Considerations for toxicity experiments and risk assessments with PFAS mixtures.

Per- and polyfluoroalkyl substances (PFAS) have been around for decades and have been the subject of laboratory and field research studies for nearly as long. Although attention to PFAS has grown in recent years, many unanswered questions remain. Accordingly, the number of research projects designed to improve our understanding of PFAS toxicity, bioaccumulation, and biomagnification, and to improve our ability to predict the interactions of PFAS mixtures, is also increasing. The growing number of ongoing and future research projects focusing on these chemicals will benefit from lessons learned in previous studies. This perspectives article discusses available approaches to mixture risk assessment with specific focus on application to PFAS mixtures. We discuss ongoing research as well as lessons learned from approaches to handling mixtures of other groups of chemicals.
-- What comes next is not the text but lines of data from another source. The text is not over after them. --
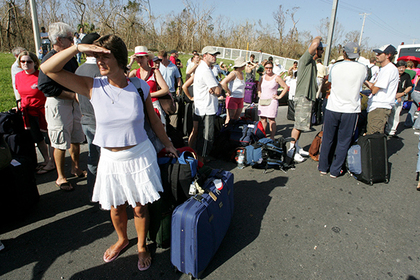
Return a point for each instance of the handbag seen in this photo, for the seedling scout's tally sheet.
(265, 102)
(150, 133)
(167, 103)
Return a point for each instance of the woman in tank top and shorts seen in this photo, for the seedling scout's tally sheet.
(267, 92)
(128, 172)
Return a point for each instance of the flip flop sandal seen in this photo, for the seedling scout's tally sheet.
(40, 166)
(81, 175)
(142, 260)
(44, 170)
(66, 186)
(115, 256)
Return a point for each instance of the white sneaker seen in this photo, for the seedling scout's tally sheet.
(301, 151)
(298, 158)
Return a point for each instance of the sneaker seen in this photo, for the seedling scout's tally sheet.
(298, 158)
(302, 152)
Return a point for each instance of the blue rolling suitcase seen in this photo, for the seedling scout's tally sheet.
(200, 224)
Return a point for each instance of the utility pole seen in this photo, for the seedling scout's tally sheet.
(330, 33)
(363, 27)
(35, 26)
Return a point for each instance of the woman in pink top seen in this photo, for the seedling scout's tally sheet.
(267, 92)
(153, 77)
(127, 171)
(32, 106)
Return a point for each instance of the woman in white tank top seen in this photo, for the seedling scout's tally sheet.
(127, 172)
(234, 85)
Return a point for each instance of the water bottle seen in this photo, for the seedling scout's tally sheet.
(241, 159)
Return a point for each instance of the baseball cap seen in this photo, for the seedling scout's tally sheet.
(90, 38)
(352, 50)
(210, 50)
(141, 51)
(388, 49)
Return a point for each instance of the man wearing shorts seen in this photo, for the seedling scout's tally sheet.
(306, 89)
(383, 90)
(62, 111)
(206, 91)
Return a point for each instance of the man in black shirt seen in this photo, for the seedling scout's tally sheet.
(62, 111)
(404, 87)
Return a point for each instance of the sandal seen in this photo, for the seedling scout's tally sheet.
(66, 186)
(143, 260)
(40, 166)
(117, 253)
(44, 170)
(83, 174)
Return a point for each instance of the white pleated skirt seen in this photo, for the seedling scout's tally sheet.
(131, 176)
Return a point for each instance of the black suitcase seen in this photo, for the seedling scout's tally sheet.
(368, 160)
(19, 140)
(290, 110)
(19, 192)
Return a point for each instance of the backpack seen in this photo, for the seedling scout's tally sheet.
(267, 153)
(369, 73)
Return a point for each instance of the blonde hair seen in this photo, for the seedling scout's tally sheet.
(32, 56)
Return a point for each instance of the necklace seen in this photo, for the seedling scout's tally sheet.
(114, 97)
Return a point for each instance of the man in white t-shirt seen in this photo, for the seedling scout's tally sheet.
(374, 69)
(383, 90)
(342, 109)
(206, 91)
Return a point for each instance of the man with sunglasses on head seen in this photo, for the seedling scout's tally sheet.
(383, 90)
(62, 111)
(206, 93)
(306, 89)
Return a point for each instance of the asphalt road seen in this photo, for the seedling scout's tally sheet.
(294, 225)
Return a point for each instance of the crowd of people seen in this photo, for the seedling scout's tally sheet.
(64, 103)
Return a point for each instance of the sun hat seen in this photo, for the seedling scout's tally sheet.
(141, 51)
(210, 50)
(352, 50)
(388, 49)
(239, 62)
(90, 38)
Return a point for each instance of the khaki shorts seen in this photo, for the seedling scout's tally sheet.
(303, 111)
(63, 117)
(377, 119)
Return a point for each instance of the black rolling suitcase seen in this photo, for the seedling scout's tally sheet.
(367, 161)
(18, 189)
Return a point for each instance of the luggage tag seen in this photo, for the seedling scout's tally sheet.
(218, 183)
(193, 189)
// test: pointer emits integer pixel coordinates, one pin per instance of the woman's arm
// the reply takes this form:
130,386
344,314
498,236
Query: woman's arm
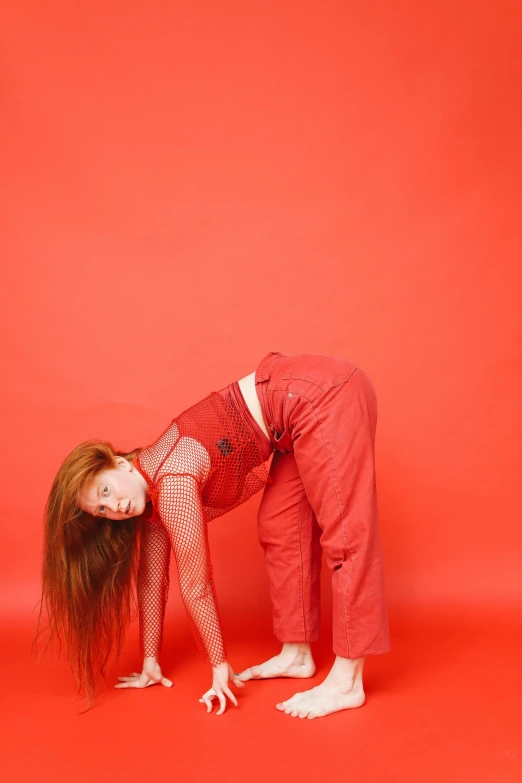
180,509
153,587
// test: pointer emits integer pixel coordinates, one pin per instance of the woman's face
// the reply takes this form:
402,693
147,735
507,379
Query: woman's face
117,493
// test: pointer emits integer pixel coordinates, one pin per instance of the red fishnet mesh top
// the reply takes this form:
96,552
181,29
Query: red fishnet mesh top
206,463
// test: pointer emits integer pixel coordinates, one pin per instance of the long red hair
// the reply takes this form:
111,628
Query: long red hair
89,570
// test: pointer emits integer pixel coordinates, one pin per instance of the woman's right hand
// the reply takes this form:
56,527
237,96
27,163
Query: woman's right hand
151,675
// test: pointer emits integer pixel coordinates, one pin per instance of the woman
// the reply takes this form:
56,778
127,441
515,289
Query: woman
112,518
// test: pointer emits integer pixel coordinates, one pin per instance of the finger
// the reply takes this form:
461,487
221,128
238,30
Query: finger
230,695
237,682
222,703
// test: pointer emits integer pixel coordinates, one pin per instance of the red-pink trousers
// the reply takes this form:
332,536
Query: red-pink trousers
321,413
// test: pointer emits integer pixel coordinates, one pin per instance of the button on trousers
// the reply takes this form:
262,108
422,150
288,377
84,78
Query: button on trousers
321,413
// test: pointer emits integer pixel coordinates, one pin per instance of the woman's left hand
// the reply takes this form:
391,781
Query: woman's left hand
221,676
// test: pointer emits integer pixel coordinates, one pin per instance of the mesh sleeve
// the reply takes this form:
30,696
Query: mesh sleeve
153,586
180,509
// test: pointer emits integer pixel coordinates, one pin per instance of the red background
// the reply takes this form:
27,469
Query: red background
186,186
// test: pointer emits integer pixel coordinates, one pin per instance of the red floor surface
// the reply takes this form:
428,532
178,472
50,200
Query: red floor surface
445,705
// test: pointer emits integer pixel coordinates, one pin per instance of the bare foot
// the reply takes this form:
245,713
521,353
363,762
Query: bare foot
342,690
294,660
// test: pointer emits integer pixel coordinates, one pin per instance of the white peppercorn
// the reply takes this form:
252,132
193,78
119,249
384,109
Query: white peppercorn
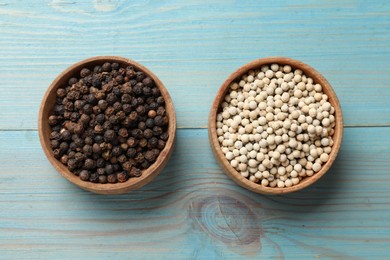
276,126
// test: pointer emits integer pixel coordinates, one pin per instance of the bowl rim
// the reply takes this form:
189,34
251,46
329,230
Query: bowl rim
118,188
216,148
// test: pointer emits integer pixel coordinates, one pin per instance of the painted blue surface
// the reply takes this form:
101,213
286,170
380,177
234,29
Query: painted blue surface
192,210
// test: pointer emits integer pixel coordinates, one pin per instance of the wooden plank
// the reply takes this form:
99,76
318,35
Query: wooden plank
193,46
192,210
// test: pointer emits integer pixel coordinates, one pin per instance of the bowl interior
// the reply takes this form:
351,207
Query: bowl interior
44,128
308,71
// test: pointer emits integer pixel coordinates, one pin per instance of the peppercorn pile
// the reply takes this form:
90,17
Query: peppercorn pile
276,126
109,124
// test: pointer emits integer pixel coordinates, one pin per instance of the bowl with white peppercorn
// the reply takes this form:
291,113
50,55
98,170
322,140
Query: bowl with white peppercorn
107,124
275,125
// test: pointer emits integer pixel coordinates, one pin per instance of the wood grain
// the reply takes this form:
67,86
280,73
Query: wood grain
194,211
193,46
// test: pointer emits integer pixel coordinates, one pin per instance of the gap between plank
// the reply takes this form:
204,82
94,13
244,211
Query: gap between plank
189,128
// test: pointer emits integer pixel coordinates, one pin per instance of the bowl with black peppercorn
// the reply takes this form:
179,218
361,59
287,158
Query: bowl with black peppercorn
275,125
107,124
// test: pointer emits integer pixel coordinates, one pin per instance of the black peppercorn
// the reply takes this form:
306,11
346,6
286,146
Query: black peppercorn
122,177
106,67
57,153
88,109
64,146
148,82
109,169
127,108
72,146
161,144
112,178
102,179
152,142
142,125
145,165
157,131
72,164
78,104
100,163
103,104
141,110
69,106
161,111
54,144
114,121
150,156
98,139
121,115
111,98
52,120
127,166
148,133
131,152
140,76
61,92
74,117
55,135
160,100
137,89
100,118
122,158
158,121
136,133
116,151
156,92
78,129
84,72
96,148
134,172
64,159
72,81
149,123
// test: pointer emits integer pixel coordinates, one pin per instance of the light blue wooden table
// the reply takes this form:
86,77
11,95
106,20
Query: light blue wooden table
193,210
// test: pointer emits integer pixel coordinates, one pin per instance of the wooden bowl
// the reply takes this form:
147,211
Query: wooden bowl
215,146
44,129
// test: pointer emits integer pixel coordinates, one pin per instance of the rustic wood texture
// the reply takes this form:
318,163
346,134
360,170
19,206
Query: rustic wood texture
46,109
192,210
216,108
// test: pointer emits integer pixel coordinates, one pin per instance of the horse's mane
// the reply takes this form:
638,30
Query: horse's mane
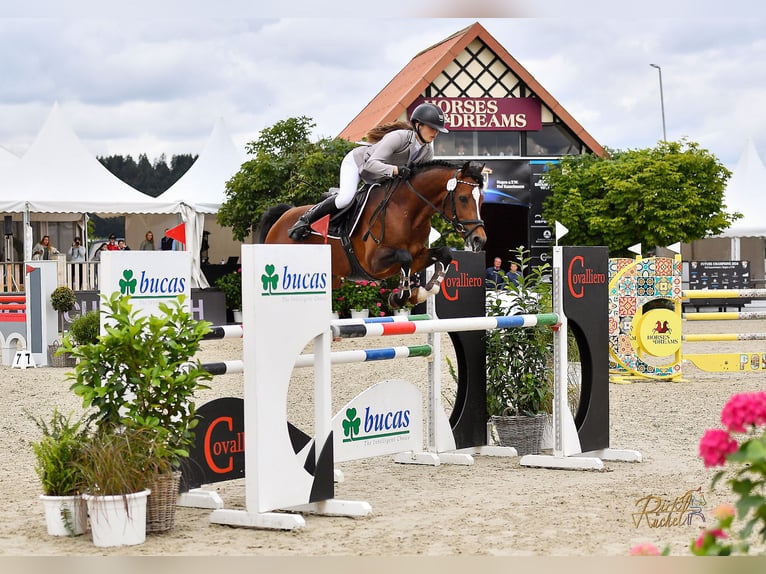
376,134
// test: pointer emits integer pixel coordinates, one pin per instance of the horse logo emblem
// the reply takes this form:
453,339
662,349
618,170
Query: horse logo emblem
662,327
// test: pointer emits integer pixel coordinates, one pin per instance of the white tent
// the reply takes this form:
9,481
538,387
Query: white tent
58,175
199,193
203,186
746,193
7,159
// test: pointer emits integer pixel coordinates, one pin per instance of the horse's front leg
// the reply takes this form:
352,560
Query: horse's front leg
440,258
403,259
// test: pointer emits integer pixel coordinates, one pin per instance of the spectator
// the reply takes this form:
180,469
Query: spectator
148,243
99,251
495,277
166,243
513,275
44,249
76,255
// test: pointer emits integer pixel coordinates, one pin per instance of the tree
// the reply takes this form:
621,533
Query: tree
672,192
286,168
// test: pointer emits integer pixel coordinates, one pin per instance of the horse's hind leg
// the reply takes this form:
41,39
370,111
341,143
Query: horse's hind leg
440,258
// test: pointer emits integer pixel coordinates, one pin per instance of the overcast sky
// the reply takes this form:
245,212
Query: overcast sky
155,81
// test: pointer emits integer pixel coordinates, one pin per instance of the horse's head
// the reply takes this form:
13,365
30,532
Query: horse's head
459,189
467,199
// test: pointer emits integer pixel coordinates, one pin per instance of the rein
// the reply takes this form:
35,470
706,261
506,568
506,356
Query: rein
457,223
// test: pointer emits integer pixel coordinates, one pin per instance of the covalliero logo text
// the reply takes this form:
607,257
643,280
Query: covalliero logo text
293,280
381,426
144,285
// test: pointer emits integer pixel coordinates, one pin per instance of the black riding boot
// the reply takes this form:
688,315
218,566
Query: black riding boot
301,228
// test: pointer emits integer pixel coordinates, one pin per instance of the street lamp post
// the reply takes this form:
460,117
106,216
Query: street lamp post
662,102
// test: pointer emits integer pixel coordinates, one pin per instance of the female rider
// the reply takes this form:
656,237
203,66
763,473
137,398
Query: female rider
378,162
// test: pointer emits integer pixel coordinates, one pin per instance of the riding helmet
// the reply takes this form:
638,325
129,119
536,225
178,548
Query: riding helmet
430,115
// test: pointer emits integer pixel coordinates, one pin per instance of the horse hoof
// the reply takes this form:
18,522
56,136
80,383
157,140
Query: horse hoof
298,233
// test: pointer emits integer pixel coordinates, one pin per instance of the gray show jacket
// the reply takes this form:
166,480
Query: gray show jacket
376,161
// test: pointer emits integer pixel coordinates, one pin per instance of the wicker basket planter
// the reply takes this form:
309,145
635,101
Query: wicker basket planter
524,433
161,504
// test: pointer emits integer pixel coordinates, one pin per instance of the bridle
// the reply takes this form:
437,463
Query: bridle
458,224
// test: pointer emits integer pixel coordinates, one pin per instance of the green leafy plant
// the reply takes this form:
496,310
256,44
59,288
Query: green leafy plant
520,361
121,461
62,300
85,329
360,295
58,452
141,372
231,285
741,448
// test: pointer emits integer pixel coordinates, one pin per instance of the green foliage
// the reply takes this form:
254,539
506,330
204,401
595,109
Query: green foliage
152,178
231,285
359,295
141,373
57,453
286,168
63,299
85,329
673,192
121,461
519,361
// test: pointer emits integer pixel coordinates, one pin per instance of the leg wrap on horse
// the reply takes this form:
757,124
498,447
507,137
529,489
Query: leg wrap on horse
301,228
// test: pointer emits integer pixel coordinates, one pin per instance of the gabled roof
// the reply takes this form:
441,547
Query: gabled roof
58,174
404,88
745,194
203,186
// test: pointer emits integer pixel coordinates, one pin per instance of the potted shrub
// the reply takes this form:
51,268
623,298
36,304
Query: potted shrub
116,468
62,300
85,329
231,285
520,362
363,298
141,372
57,454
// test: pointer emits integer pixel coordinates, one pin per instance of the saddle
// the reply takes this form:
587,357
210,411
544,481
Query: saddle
343,223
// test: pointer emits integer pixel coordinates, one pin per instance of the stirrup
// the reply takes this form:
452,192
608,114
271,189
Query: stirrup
300,230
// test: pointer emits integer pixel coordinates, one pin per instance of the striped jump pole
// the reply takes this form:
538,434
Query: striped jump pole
725,316
724,294
224,332
704,337
444,325
336,358
237,331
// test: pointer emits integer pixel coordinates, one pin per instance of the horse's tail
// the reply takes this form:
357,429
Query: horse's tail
268,219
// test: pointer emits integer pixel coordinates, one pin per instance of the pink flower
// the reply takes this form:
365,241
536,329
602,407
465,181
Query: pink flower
715,533
645,549
744,409
715,445
723,511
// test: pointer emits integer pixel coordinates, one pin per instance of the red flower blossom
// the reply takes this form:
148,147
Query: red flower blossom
744,409
715,445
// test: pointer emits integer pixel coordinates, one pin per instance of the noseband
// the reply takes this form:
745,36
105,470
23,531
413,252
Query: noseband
458,224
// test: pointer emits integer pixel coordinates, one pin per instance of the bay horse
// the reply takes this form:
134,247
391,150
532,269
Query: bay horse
387,227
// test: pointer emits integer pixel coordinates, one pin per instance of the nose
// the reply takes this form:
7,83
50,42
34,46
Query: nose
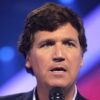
58,55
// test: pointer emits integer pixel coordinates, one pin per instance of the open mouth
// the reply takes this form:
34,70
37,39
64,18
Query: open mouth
58,69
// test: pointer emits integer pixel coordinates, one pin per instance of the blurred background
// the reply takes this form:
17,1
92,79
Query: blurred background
14,78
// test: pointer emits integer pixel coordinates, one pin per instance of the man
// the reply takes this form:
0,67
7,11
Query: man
53,43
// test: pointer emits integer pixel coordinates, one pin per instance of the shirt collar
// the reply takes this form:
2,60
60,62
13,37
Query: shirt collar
34,96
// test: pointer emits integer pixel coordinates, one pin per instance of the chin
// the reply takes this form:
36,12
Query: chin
60,84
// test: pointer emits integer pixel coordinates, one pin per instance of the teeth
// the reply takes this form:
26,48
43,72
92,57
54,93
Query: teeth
58,69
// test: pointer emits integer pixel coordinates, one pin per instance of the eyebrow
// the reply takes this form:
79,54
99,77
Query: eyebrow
70,39
52,40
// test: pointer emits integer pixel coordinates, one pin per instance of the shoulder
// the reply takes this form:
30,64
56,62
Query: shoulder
80,97
20,96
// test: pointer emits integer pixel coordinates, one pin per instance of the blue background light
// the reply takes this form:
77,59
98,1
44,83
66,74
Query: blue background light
66,1
6,53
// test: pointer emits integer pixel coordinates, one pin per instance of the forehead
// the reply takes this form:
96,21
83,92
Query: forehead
65,31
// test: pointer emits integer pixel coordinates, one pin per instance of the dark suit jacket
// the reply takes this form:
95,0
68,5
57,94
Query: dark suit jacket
29,96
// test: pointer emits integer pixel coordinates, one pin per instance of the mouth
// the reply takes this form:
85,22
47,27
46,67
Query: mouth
58,69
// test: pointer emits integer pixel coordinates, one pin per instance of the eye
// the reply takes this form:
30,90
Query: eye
47,44
69,43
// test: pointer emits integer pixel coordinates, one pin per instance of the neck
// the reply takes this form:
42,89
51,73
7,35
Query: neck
43,93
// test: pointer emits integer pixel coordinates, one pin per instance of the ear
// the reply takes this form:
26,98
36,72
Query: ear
28,64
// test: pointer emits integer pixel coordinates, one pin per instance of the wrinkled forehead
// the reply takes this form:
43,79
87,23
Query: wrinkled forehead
65,31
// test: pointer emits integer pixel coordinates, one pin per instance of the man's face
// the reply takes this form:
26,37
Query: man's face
56,57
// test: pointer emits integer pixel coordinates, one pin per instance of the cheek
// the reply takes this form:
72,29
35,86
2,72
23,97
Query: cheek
39,62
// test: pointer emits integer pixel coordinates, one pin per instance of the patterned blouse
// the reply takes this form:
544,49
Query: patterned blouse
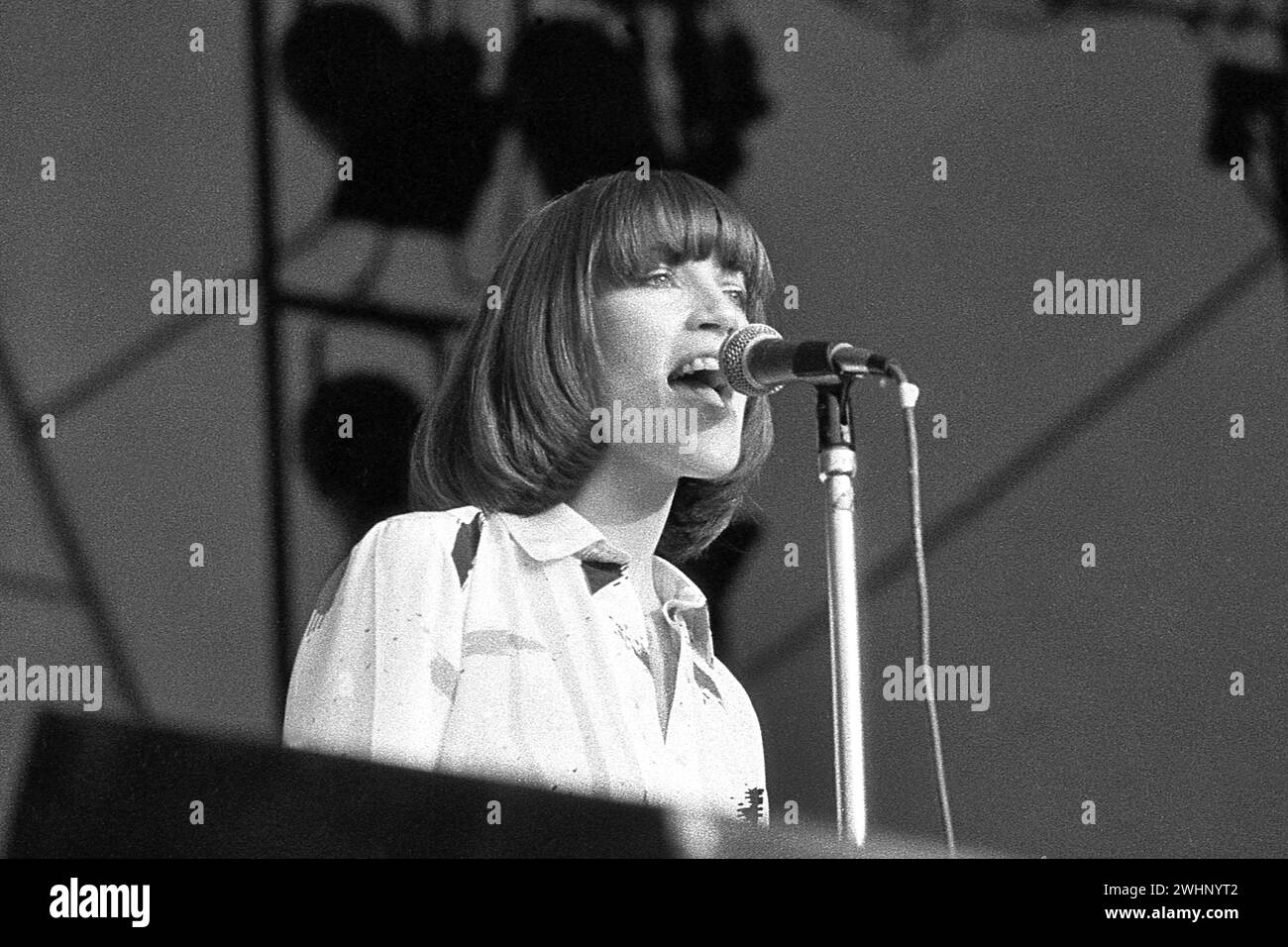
515,648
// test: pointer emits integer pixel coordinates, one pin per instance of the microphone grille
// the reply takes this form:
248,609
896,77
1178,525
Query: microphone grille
733,361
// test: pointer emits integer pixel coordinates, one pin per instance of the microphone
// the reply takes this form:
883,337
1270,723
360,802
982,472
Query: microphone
756,360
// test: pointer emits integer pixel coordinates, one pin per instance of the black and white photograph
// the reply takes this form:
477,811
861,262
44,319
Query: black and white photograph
528,429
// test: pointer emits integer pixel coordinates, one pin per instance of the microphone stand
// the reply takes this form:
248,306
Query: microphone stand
836,468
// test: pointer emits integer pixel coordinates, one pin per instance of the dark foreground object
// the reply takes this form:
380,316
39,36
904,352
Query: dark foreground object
104,789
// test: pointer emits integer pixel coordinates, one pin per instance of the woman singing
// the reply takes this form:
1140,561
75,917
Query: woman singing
529,629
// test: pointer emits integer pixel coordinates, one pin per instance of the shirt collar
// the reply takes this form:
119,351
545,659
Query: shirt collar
561,532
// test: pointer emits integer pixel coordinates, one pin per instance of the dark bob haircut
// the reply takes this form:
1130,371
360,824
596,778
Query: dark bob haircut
510,427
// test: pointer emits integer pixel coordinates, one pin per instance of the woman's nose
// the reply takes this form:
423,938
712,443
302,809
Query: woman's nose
716,311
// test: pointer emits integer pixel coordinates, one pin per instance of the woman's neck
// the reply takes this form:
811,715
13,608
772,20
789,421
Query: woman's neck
631,510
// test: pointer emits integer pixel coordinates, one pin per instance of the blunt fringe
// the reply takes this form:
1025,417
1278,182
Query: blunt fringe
509,429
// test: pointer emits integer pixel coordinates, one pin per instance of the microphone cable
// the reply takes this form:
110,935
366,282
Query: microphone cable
909,394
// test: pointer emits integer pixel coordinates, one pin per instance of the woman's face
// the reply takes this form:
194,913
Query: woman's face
651,334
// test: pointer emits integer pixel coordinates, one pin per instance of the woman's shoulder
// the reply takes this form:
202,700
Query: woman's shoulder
421,531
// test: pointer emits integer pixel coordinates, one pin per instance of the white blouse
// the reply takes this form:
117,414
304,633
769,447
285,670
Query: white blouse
515,648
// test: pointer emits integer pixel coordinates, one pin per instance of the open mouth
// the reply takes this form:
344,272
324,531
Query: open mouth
702,379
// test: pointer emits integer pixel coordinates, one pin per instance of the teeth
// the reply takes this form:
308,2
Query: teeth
698,365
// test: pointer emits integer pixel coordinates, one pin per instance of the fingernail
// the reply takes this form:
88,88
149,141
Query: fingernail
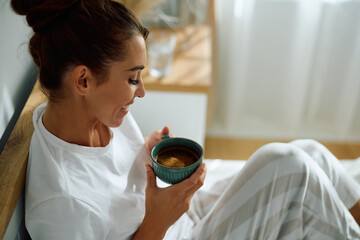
147,167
Many of these approaches require some detailed understanding of a manageable number of representative chemicals, yet only limited toxicological data are available for most PFAS. With the limited amount of published data currently available, the need for single-chemical and binary-mixture studies persists. Based on our previous work with single-chemical exposures for understudied PFAS, we explored some of the challenges of trying to design and interpret an aquatic concentration-response experiment for a binary mixture of two commonly detected PFAS: perfluorooctane sulfonate (PFOS) and perfluorohexane sulfonic acid (PFHxS). Based on our findings, we propose that addressing risk from PFAS mixtures will likely require combinations of approaches incorporating findings from traditional whole-organism toxicity studies and novel methods relying on in vitro assays, read-across, or quantitative structure activity relationships. Complicating a limited understanding of PFAS mixture toxicity is that relative concentrations of PFAS mixtures vary across sites and time, even at one site. Thus, reliance on empirical data, such as site-specific toxicity sampling or community structure studies, may be needed to fully understand potential impacts of mixtures. Integr Environ Assess Manag 2021;17:697-704. © 2021 SETAC.